Michaelis donne également quelques exemples de son utilisation: « Il est le pelé du basket-ball», «elle est le pelé du drame brésilien», «il est le pelé de la médecine ».

En langue française, le nom Mozart est associé à l’expression de l’excellence. À l’origine, c’est Saint Exupéry qui, dans son roman Terre des Hommes en 1939, écrit en regardant des hommes marqués par les stigmates de la misère sociale : « Ce qui me tourmente, ce ne sont ni ces creux, ni ces bosses, ni cette laideur. C’est un peu, dans chacun de ces hommes, Mozart assassiné ». Par la suite, l’expression est reprise par Gilbert Cesbron qui, en 1966, publie C’est Mozart qu’on assassine, roman qui met en scène un enfant de 7 ans, qui va voir diverses circonstances briser son enfance, son potentiel et son avenir.

Il faudrait peut-être aujourd’hui trouver une référence mauricienne pour dire la réalité d’un pays qui brise ses enfants et assassine leurs possibilités d’avenir. Car c’est bien ce que montrent les chiffres qui ont été révélés mardi dernier à l’Assemblée Nationale par la ministre de l’Éducation, chiffres jusque-là soigneusement tus. Et qui montrent que seuls 71 élèves sur 3,291 ont réussi les examens du NCE en 2022 et ont rejoint la filière régulière.

Chaque nouveau gouvernement est, à un moment ou un autre, venu de l’avant avec un programme pour ceux qui échouent à l’examen de fin de cycle primaire. Car il n’est évidemment pas possible pour un pays de se coucher sur le fait que, jusqu’à récemment, 50% de ses enfants sont rejetés du système scolaire à la fin du primaire.

Sous le gouvernement de 2000-2005, avait été mise en place la formule dite de Prevoc. Celle-ci impliquait un mélange entre apprendre à lire, écrire et compter d’un côté, et un apprentissage technique appliqué auprès de l’IVTB deux ou trois jours par semaine.
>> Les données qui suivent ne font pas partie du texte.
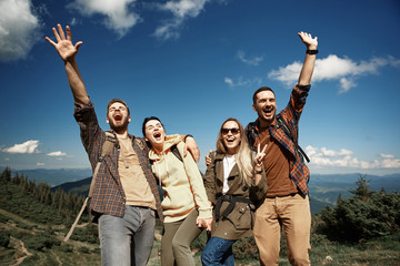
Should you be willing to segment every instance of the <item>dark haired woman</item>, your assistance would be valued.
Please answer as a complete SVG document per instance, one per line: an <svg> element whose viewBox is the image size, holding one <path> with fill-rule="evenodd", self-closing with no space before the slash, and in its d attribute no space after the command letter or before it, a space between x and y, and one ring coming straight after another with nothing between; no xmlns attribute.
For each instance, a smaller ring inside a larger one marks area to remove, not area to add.
<svg viewBox="0 0 400 266"><path fill-rule="evenodd" d="M158 117L144 119L142 132L151 149L151 170L164 191L161 265L194 265L190 244L200 235L200 227L211 229L212 223L202 176L192 156L183 156L181 136L166 136Z"/></svg>

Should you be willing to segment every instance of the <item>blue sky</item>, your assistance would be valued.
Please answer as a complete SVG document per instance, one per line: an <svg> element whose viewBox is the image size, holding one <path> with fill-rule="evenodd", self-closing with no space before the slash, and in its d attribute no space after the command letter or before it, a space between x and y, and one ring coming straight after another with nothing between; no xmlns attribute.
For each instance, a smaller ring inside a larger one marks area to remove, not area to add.
<svg viewBox="0 0 400 266"><path fill-rule="evenodd" d="M146 116L194 135L204 155L229 116L257 117L256 89L286 106L304 58L297 32L317 35L312 88L300 120L311 173L400 173L398 0L1 0L0 166L82 168L63 63L44 40L69 24L99 121L124 99L130 133Z"/></svg>

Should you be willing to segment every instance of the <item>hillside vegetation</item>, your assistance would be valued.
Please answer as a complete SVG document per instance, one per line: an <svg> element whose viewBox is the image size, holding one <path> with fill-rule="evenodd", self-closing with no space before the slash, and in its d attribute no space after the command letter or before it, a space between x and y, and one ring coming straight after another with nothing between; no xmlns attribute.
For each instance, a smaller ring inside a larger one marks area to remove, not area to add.
<svg viewBox="0 0 400 266"><path fill-rule="evenodd" d="M6 168L0 176L0 265L101 265L97 225L88 213L68 243L62 242L83 196L51 192L50 186ZM369 190L360 176L349 198L313 215L312 265L400 265L400 194ZM160 265L161 225L157 225L149 265ZM192 244L200 265L207 236ZM234 245L237 265L259 265L252 237ZM279 265L289 265L284 237Z"/></svg>

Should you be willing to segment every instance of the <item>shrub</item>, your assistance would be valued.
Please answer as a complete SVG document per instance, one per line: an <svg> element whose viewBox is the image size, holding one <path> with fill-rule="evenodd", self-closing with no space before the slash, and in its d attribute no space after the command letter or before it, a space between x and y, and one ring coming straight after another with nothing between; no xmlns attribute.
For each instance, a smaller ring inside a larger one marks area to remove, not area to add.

Une formule imparfaite, mais qui a permis à un certain nombre d’enfants de prendre part aux examens de fin de cycle primaire alors appelés CPE, et de réintégrer la filière dite « régulière ». Ce qui a notamment été salué par l’obtention du Prix du Commonwealth « for best practices in education ».

Mais à Maurice, c’est bien connu, chaque nouveau gouvernement veut renverser ce qu’a fait le précédent, et tout chambouler pour imprimer sa marque, son nom. À sa prise de fonction comme ministre de l’Éducation, Leela Devi-Dookhun, mettant en avant une forme de stigmatisation générée par la formule Prevoc, décide donc de tout changer. Et d’instituer en 2018, en parallèle au 9-year schooling, la formule dite Extended Programme (EP), qui prévoit de permettre aux recalés de l’examen de fin de cycle primaire (cette fois rebaptisé PSAC), de se rattraper en leur donnant 4 ans au lieu de 3 pour accomplir les années suivantes. Une formule d’emblée remise en question par enseignants et syndicats, qui font valoir qu’il ne sert à rien, pour des enfants en grande difficulté, de leur imposer le même programme de 12 matières qu’aux autres, en leur donnant simplement un peu plus de temps.

En juin 2020, un mid-term report de la Banque Mondiale relève de nombreux et sérieux manquements dans cette formule. Puis, d’autres « urgences » se sont chevauchées. Il aura fallu que l’Évêque de Port Louis, Mgr Piat, en parle dans son message du 1er Mai dernier pour remettre le sujet sur le tapis. S’ensuit la question parlementaire du leader de l’Opposition, qui a contraint, mardi dernier, la ministre de l’Éducation à finalement révéler ces chiffres qui font froid dans le dos. En 2022, sur les 3,291 élèves inscrits à l’Extended Programme, 1,956 ont concouru aux épreuves du National Certificate of Education (NCE) et seuls 71 ont réussi à les passer et à rejoindre la filière régulière en Grade 10 (ex-Form 4). Soit un taux d’échec chiffré à 96.4%.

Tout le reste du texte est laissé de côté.